How Not to Fix Climate Change

He said that such a tax could reduce emissions by 30 percent within 10 years. Well, maybe.

That’s like saying, “Stop smoking and you’ll reduce your cancer risks. Well, maybe.”

With that small, dismissive, statement, Mr. Nocera shows his hand.

It says to me that he’s not really open to accounting for all the costs involved, including the true costs of negative environmental impacts.

This commentor, jb smith from Brooklyn, NY put it perfectly:

Mr. Nocera completely overlooks the other environmental impacts of extracting oil from tar sands. Aside from the fact that processing tar sands produces 12 to 14% more carbon emissions than standard oil production, the effects of water pollution and large scale strip mining necessary to process this source are horrendous.

I am sorry Mr. Nocera, you need to be honest on the true environmental costs if you are going to pontificate on this subject. I am sorry, but solving the problem needs a full accounting of the true costs to the long term viability of our planet, and not some anecdotal analysis that glosses over these problems.
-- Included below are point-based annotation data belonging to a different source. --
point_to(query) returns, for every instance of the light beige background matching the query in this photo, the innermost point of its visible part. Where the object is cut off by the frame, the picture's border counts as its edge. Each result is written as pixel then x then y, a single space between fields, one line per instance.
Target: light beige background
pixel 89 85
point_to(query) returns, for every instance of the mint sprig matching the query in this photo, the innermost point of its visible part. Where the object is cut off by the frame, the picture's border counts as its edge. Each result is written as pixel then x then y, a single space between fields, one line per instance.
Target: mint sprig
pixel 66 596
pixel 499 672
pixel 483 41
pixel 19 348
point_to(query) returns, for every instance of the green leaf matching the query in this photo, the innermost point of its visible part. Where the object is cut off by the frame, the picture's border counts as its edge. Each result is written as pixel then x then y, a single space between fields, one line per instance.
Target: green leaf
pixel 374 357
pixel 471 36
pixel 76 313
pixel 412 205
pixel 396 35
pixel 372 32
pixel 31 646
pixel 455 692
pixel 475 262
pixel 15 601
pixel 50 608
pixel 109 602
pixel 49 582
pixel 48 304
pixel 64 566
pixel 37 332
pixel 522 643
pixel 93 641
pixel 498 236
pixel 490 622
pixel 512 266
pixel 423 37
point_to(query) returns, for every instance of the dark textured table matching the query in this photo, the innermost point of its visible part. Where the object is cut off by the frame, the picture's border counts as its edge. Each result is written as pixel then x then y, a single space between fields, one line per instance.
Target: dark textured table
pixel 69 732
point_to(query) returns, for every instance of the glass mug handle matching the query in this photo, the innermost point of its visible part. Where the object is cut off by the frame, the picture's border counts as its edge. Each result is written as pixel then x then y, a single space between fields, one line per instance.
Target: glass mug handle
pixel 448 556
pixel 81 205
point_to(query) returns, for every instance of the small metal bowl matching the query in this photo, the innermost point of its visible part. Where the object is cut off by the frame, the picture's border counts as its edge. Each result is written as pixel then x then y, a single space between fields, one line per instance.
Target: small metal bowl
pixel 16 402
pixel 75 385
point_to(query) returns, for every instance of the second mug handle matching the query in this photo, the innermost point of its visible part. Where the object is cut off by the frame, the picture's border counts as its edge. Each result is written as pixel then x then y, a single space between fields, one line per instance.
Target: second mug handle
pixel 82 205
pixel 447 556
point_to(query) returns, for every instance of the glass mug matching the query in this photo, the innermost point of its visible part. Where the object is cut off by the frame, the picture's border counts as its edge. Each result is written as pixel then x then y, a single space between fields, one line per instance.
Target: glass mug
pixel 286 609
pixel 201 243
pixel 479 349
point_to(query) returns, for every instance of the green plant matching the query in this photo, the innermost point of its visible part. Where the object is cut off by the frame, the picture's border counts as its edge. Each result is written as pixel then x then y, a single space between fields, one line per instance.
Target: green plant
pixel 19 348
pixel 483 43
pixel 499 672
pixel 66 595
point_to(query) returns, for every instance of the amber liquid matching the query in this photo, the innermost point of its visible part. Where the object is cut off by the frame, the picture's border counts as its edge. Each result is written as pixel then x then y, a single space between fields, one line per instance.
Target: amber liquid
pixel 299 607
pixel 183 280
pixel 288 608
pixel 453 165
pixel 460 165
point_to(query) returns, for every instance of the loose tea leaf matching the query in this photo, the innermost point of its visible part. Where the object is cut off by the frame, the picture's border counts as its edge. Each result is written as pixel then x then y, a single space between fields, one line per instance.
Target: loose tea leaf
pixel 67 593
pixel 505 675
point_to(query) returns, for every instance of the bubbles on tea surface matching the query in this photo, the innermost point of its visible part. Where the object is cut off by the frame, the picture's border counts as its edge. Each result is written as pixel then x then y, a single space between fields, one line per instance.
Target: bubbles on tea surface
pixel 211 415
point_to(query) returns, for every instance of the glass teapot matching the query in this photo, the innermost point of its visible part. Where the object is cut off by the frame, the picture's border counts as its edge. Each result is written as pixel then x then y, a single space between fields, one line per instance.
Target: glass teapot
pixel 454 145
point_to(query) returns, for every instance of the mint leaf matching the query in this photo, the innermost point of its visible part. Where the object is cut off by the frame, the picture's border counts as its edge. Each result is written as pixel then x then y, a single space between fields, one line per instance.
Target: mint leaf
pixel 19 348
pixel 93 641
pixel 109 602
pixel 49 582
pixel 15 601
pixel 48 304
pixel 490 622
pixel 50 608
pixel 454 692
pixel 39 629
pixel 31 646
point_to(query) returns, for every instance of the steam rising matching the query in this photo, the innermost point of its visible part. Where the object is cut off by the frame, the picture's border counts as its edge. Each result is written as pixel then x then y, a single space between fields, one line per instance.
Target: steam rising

That’s the bigger picture. No maybe about it.

Green Shift: Message, Meet Messenger

It’s not what you say, it’s how you say it.

Right?

Take our planet’s climate crisis. Terrifying.

As in:

“Unless We Take Action On Climate Change, Future Generations Will Be Roasted, Toasted, Fried And Grilled”

(This from a banker, no less.)

On the bright side, the coming on of wind and solar energy, of smart grids and resilient planning, is exciting.
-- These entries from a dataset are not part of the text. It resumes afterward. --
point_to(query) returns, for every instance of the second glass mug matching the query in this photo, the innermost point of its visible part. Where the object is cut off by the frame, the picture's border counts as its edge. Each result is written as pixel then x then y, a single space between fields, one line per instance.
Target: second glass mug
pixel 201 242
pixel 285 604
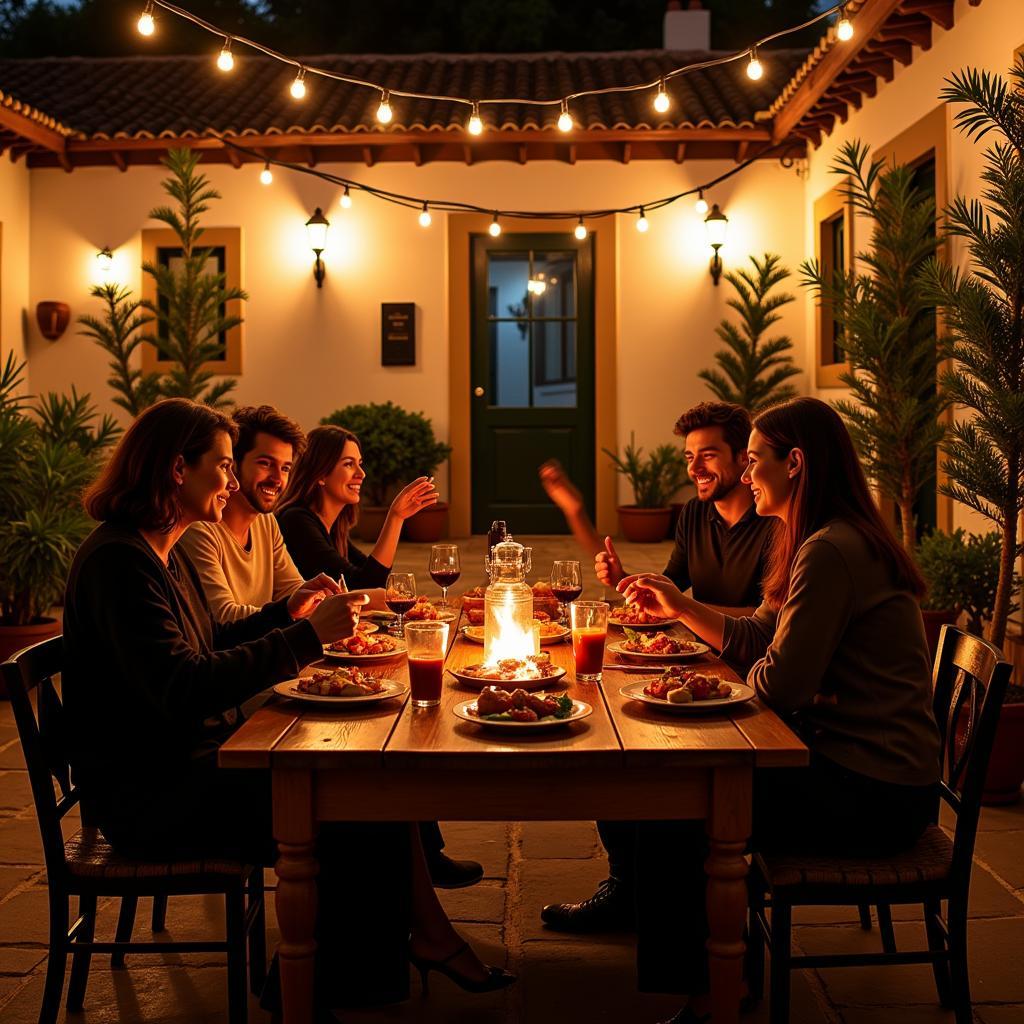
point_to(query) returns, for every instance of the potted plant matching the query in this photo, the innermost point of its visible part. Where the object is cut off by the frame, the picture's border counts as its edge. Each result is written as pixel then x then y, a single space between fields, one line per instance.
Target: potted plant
pixel 654 480
pixel 397 446
pixel 49 452
pixel 983 305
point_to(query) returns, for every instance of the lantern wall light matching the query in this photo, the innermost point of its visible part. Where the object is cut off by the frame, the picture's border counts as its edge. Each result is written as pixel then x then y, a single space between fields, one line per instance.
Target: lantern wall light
pixel 716 225
pixel 316 227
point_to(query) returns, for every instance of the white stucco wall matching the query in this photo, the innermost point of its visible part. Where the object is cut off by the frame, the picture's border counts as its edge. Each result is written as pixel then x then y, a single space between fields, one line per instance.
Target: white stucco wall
pixel 311 351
So how we talk about climate change, energy policy, and everything else in the sustainability conversation, really matters.

As a communications person, this is my job:

Help people understand. So they take action.
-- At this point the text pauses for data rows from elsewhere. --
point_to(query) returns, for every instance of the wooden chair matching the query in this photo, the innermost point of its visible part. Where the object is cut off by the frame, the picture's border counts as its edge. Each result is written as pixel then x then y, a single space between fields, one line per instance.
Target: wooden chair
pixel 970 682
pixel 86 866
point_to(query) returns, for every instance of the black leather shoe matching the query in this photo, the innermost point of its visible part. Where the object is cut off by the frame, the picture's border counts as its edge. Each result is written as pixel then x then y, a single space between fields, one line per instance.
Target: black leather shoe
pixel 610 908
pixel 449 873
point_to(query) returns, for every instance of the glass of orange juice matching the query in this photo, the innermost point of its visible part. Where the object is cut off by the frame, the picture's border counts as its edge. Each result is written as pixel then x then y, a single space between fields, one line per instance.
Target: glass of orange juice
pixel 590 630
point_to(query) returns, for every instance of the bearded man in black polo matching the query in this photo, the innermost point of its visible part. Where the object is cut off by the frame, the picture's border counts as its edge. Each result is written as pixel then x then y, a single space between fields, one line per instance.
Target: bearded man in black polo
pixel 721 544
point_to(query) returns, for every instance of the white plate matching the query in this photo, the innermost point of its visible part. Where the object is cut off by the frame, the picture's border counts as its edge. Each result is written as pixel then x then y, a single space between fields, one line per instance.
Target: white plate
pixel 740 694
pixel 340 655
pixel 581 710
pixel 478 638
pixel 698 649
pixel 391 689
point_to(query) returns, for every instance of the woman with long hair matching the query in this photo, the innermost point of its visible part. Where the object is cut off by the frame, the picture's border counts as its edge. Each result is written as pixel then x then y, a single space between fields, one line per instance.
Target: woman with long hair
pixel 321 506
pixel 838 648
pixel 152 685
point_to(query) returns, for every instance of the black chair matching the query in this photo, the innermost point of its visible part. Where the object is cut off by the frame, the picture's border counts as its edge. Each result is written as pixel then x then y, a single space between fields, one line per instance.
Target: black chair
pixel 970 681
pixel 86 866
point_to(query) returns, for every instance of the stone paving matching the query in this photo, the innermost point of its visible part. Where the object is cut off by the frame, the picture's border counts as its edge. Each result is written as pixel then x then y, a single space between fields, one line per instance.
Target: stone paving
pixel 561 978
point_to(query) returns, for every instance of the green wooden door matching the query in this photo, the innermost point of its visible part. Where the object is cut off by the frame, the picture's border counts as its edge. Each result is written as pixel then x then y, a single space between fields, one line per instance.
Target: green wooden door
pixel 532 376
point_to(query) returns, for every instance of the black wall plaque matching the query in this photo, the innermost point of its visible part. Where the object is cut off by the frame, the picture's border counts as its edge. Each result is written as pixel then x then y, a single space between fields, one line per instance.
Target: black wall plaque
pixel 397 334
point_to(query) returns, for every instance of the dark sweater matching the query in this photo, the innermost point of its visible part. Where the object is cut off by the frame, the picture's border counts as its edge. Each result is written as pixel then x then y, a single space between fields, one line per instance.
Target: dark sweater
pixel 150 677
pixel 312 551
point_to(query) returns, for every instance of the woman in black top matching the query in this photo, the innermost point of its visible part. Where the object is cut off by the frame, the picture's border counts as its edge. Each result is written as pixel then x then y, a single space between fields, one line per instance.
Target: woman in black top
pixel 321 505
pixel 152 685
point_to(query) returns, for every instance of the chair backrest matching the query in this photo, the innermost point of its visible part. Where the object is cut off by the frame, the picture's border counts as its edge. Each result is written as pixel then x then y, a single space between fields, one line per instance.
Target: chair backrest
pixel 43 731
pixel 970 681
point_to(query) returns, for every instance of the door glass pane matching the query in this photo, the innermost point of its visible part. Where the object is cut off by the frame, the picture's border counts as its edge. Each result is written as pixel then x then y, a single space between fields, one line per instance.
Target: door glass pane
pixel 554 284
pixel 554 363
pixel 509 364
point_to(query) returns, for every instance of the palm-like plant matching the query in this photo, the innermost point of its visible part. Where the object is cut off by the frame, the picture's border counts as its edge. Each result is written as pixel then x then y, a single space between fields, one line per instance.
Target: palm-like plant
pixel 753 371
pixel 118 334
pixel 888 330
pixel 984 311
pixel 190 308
Surprisingly (or not, if you’ve been there), the first hurdle is getting everyone on the team working together. Muddled messaging wreaks major havoc.

A new article talks about this very issue.

Adam James at American Progress wrote a thoughtful piece about resolving differences of opinion and approach in the new energy community.

Via theenergycollective.com:

Energy Innovation vs. Deployment: Addressing Differences on Communications and Policy

He breaks the problem and solution down into three steps:

1. Get clear about messaging

What can be done? First, separate the communications debate from the policy debate, and try to have a real conversation about the merits of each messaging approach given the outcomes we are trying to achieve.

2. Get clear about messages

Second, discuss the policy agenda outside the context of this conversation about messaging, to isolate the items where there is substantial agreement.

3. Rally around agreement

Third, galvanize around the agenda items where there is significant agreement, and push for those policies based on whatever strategy can be salvaged out of the communications discussion.

As an illustration of the above in action, I’d probably swap the first two points (#1).  So the message drives messaging (#2). But that’s just a quibble (#3).

I firmly believe that when people know better, they do better. As a messenger, it’s my job to help that happen.